TPEs also play a role in medical tubing, usually when some special features are desired. Some tubing-grade TPEs are marketed as plasticizer-free replacements for PVC. All types of TPE can be used in medical tubing.
TPUs exhibit a high level of clarity, tensile and tear strength, flexibility, and chemical and abrasion resistance. TPU tube is also more durable and provides better heat resistance. However, its high price restricts its usage in high volume sector and it is generally used in only demanding tubing applications involving very small diameters and complex lumen configurations. TPU can be easily loaded with radiopaque additives, which allows their positioning in the body to be tracked with X-rays.

Fluoropolymer has a high degree of lubricity, high tensile strength and exceptional chemical resistance. However, it is difficult to bond with other plastics and display a low degree of kink resistance. Extrusion of fluoropolymer medical tubing requires a high level of expertise on the part of the processor. Fluoropolymers tend to be used when very tight tolerances are required. Among the tubing applications of these materials are intravenous catheters, and catheters for angioplasty and angiography. Flared fluoropolymer tubing is often used to hold stents prior to implantation in heart arteries.

Silicone possesses a high degree of biocompatibility. They are also very flexible, have a high tear and tensile strength, and a wide range of surface hardness. Silicone material also resists chemicals, solvents and extremes of temperature. Like fluoropolymer, silicone is expensive, so it is used only when a high-level performance characteristics is required. Medical applications of silicone tubing include surgical drains, peristaltic pumps, blood and fluid handling, and dialysis equipment

Tubing made of polyamide exhibits all the favorable characteristics of all other materials, such as high tensile strength, toughness and resistance to kinking. The most important property of polyamide tubing is its high burst strength. This makes it the material of choice for balloons used in angioplasty procedures. Catheters made of polyamides can be very small, but still strong, making them easy and safe to thread through arteries during angiography procedures. While polyamides are at the high end of the price spectrum, this is usually not a consideration for their specialized uses.

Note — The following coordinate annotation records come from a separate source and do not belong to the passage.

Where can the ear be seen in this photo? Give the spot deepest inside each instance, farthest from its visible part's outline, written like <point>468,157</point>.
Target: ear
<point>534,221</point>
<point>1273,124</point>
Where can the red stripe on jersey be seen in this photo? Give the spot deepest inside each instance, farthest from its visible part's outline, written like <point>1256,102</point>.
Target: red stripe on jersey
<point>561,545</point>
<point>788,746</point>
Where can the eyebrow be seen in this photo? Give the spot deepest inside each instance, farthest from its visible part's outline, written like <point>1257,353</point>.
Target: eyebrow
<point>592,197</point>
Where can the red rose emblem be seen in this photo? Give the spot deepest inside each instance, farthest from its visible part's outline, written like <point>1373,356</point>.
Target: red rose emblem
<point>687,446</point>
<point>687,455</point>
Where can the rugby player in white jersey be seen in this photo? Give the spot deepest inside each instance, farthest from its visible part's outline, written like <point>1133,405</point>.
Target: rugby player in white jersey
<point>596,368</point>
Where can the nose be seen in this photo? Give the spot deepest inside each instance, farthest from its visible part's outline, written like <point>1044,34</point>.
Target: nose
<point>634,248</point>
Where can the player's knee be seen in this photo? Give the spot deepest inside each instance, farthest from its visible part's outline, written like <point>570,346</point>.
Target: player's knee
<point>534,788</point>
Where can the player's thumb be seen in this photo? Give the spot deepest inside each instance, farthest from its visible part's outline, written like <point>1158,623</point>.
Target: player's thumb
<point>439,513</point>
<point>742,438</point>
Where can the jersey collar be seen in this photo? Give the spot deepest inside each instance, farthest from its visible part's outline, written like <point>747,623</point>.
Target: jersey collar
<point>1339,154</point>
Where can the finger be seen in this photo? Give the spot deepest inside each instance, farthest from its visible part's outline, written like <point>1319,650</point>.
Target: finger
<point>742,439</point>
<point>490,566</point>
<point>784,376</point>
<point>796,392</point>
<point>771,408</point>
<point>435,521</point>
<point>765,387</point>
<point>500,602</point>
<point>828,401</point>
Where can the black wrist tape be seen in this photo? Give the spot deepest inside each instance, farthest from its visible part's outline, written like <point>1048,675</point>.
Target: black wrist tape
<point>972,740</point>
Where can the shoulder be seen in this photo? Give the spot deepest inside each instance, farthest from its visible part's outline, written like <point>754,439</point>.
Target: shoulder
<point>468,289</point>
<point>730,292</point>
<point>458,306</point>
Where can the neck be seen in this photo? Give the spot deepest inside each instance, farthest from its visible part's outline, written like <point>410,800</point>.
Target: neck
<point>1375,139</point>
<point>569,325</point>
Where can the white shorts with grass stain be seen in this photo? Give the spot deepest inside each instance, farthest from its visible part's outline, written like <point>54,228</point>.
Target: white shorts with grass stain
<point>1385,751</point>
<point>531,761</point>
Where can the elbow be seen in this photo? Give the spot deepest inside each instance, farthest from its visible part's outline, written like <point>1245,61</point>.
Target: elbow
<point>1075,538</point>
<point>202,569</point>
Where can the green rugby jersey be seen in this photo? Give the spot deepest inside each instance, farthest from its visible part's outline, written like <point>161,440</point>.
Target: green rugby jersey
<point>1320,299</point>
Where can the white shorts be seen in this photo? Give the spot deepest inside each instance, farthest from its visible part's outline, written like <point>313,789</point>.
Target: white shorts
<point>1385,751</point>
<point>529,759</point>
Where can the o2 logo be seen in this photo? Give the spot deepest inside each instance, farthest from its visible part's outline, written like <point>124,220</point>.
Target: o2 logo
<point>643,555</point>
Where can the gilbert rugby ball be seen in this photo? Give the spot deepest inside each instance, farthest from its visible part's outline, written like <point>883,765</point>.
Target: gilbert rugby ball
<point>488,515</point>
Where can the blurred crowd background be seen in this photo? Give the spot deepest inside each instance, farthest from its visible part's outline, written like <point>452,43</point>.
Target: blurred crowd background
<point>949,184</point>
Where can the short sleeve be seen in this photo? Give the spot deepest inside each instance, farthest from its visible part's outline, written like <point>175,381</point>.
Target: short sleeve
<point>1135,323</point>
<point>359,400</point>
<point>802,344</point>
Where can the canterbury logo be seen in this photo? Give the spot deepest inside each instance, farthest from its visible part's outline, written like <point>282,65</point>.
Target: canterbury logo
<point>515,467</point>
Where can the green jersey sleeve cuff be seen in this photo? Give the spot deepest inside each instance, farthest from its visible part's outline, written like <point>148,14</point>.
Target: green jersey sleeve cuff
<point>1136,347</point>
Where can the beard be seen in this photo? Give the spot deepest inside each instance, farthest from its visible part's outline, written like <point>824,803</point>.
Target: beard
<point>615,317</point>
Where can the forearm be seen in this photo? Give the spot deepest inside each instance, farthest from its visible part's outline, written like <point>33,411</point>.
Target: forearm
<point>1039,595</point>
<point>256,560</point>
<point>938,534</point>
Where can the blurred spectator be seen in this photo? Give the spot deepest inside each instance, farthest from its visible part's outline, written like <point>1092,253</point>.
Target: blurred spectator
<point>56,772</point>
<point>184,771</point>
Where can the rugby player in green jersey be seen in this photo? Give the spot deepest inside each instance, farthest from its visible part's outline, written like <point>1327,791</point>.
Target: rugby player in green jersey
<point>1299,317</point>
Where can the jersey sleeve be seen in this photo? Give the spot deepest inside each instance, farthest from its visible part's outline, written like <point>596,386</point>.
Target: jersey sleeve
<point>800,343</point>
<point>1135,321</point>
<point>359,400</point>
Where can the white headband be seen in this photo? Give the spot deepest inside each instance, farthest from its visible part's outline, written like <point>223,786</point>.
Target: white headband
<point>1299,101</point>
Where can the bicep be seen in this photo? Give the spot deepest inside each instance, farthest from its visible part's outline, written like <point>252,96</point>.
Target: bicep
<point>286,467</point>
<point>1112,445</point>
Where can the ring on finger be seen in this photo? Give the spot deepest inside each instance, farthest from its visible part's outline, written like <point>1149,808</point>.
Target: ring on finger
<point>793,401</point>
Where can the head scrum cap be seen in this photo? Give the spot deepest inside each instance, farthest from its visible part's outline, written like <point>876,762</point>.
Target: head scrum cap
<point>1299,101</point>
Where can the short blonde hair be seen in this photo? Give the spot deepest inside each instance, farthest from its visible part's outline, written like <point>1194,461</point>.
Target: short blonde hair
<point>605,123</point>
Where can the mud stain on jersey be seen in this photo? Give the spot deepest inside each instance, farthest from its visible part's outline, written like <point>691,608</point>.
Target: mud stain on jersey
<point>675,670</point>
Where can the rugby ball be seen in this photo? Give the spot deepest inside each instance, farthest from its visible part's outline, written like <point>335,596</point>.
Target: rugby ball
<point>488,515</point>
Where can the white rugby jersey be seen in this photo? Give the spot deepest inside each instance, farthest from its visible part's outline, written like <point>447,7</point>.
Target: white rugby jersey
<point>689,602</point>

PEEK is a high-performance engineering thermoplastic that is increasingly being used to replace stainless steel tubing in medical applications. It is relatively light weight, biocompatible, chemically inert and possesses high tensile strength and lubricity. It is often used in minimally invasive surgery, such as stent delivery. Heat-shrinkable PEEK tubing has been introduced as a protective sleeve around sensitive electrical wires that must be inserted into the body

Coextrusion can widen the performance of medical tubing by creating tubes with synergistic combinations of different materials with specific properties. Often an adhesive or tie layer is included in the coextruded tubing to bond dissimilar materials. Coextrusion is commonly used to add colored stripes to a tube, which allows it to be easily identified over its full length. Other stripes containing radiopaque materials such as barium sulfate can be added to tubing via coextrusion for quick X-ray identification. Co extrusion also adds a barrier layer when gas permeability in a tube must be restricted and allows fabrication of a tube with an interior hard layer and an external soft layer. This eases insertion of a cable through the center of the tube, yet preserves the tube's overall flexibility.